Notre journaliste du Matin était bien en verve ce 29 janvier matin, avec ce sous-titre. Mais on comprend en le lisant que le parapet n’était pas le seul risque :

« Il y a une excavation à l’angle du Cours la Reine et de l’avenue des Champs Elysées. »

 

Il explique également :

« Et à mesure que le fleuve grandit, on reconnait mieux le progrès de l’inondation avenue d’Antin, au Cours la Reine, rue François 1er, au Grand Palais, où l’eau s’avance vers la porte C et où les services d’architecture baigneront bientôt dans cinquante centimètres de boue. Le petit jardin au kiosque n’est plus qu’un étang »

 

Les secours sont sur le pied de guerre :

« Les bancs du Cours la Reine sont sous un mètre d’eau. Malgré tout, avec une bravoure qui poigne le cœur des assistants, les sapeurs du génie, les ouvriers s’acharnent à consolider leurs barrages »

 

Rencontre fortuite sur le Cours la Reine

Le Matin détaille aussi la trouvaille fait par un promeneur sur le Cours la Reine :

« Un conducteur des travaux du métropolitain a trouvé sur les pelouses du Cours la Reine un brème qu’il conserve précieusement dans l’alcool comme souvenir de l’inondation. Ce poisson doit provenir des anciennes canalisations de l’Exposition de 1900. C’est à celles-ci qu’on attribue également de nombreux jets d’eau qui se sont produits à cet endroit. »

 

La poursuite du combat tout en espérant progressivement les effets du passage du pic de la crue

Comme nous le savons, le pic de la crue de la Seine fut atteint le 29 janvier. Cependant, comme souvent, il est marqué par un plateau, période au cours de laquelle, le niveau de l’eau ne monte plus mais ne diminue pas encore. Le combat doit donc continuer pour protéger le Cours la Reine.

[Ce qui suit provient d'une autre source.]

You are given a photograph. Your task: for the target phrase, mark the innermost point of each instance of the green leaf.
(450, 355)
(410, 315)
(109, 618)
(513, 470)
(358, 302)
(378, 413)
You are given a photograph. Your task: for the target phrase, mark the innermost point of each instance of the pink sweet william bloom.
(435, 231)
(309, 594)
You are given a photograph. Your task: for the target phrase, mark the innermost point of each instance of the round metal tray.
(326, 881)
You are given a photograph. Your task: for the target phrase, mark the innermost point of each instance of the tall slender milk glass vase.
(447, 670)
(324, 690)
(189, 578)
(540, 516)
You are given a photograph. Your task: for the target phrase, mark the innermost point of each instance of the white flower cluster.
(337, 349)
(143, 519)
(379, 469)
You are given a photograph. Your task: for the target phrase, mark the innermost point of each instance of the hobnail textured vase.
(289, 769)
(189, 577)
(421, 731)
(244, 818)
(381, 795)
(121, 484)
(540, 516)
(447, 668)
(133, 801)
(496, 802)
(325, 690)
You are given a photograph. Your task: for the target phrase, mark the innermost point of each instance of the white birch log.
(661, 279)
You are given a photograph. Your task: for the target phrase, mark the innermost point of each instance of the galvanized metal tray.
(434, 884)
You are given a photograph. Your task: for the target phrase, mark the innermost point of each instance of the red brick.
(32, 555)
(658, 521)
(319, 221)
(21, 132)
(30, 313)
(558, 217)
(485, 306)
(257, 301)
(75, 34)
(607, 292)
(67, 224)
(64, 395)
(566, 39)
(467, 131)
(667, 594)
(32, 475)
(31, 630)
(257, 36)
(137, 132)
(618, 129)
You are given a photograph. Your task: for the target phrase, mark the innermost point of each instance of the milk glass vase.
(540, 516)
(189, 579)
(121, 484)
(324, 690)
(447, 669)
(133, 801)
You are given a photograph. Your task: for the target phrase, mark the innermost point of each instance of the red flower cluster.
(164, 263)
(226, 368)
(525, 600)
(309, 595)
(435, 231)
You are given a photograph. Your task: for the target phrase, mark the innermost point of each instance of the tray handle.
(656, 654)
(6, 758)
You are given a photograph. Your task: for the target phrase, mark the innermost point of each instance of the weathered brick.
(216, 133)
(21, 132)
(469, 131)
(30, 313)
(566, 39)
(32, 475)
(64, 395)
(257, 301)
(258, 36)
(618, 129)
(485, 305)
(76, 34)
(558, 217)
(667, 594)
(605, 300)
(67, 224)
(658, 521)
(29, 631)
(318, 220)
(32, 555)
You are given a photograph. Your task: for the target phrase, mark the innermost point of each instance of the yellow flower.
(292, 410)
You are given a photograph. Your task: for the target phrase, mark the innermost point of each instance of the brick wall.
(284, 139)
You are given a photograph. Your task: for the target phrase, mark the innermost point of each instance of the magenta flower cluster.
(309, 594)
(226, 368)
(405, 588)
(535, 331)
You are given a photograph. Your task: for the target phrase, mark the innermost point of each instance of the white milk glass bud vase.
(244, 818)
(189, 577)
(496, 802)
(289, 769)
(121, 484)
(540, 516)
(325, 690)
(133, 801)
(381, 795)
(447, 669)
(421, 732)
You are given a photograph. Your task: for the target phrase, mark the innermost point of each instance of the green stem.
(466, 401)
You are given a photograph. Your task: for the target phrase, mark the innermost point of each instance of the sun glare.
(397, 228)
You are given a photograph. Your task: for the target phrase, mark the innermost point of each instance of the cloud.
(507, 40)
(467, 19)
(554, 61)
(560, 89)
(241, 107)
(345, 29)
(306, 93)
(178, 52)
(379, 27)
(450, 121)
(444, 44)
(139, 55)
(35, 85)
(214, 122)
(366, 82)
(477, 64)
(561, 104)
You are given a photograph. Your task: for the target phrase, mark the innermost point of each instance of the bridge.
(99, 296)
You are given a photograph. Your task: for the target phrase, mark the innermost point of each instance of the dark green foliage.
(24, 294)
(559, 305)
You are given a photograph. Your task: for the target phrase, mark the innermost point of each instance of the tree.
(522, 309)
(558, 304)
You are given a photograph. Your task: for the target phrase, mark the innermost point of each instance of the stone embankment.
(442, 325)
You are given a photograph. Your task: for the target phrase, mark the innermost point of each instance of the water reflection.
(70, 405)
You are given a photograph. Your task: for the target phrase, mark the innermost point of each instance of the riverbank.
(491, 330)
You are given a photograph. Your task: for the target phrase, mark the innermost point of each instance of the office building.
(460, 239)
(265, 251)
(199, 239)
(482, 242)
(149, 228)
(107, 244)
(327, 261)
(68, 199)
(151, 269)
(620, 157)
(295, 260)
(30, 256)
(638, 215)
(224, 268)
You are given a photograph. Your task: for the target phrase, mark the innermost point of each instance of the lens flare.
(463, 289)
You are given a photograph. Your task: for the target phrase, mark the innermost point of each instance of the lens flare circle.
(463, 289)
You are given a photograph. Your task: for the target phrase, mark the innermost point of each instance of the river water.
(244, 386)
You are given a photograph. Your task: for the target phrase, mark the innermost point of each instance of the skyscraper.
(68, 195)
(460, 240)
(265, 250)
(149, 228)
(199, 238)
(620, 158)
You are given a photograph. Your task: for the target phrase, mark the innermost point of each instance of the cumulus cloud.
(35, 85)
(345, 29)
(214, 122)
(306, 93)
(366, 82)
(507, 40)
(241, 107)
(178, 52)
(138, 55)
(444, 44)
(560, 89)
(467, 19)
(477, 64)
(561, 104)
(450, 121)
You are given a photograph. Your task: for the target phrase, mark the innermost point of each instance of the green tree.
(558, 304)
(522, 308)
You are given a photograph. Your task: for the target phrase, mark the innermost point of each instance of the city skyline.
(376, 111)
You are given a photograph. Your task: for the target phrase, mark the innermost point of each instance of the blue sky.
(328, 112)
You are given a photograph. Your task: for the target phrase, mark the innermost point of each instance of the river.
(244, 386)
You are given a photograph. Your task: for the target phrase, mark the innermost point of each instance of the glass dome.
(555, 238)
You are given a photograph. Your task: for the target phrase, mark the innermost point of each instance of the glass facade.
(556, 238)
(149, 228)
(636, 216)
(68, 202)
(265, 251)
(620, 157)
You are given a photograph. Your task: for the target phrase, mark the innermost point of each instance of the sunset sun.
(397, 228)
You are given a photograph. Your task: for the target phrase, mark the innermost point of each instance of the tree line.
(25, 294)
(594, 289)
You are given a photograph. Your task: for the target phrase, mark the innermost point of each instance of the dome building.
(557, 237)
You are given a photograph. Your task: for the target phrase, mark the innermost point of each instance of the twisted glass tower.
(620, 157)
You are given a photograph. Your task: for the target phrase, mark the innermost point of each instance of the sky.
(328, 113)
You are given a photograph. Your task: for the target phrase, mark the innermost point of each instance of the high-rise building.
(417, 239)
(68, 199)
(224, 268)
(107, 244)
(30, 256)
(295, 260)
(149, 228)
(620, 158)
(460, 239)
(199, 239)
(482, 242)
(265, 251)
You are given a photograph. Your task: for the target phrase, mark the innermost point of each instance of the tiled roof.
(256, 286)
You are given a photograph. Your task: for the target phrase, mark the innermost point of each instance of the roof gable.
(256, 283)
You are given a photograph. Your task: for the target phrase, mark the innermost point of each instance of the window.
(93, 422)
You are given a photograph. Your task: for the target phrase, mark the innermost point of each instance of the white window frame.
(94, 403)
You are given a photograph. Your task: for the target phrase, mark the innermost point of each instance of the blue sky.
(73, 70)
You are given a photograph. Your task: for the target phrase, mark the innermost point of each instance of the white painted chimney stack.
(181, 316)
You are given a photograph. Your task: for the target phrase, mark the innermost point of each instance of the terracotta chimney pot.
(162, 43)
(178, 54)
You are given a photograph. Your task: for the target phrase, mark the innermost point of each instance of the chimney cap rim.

La digue montée en urgence sur le parapet va-t-elle tenir encore face à cette pression infernale ?

 

Le Matin du 30 janvier 1910, nous donne un état des lieux de ce qui s’y déroulait :

« Sur le Cours la Reine, par contre, on travaille toujours avec acharnement. En prévision d’un soulèvement possible du sol par les eaux qui circulent dans les diverses galeries souterraines et tendent à reprendre le niveau de la Seine, on édifie un second rempart de ciment destiné à barrer la route vers les Champs Elysées et la Madeleine, dans le cas où l’inondation arriverait à franchir le premier. »

 

Le lendemain, le Petit Parisien rapporte à son tour :

« Place de la Concorde, près du Cours la Reine, le puits n°8, d’où l’eau jaillissait en véritable cascade, a été bouché par les soldats du génie et les ingénieurs de la Ville. Il déverse maintenant ses eaux Cours la Reine sur la partie comprise entre le petit Palais et la partie basse de la place de la Concorde. Des barrages ont été établis à la hauteur du Jardin de Paris, pour empêcher l’envahissement des Champs Elysées. »

 

Comme nous pouvons le voir, le combat fut intense, la pression forte. Mais la digue tint. Bien sûr le quartier des Champs Elysées dut faire face à des inondations. Toutefois, le scénario craint d’une submersion totale ne se produit pas.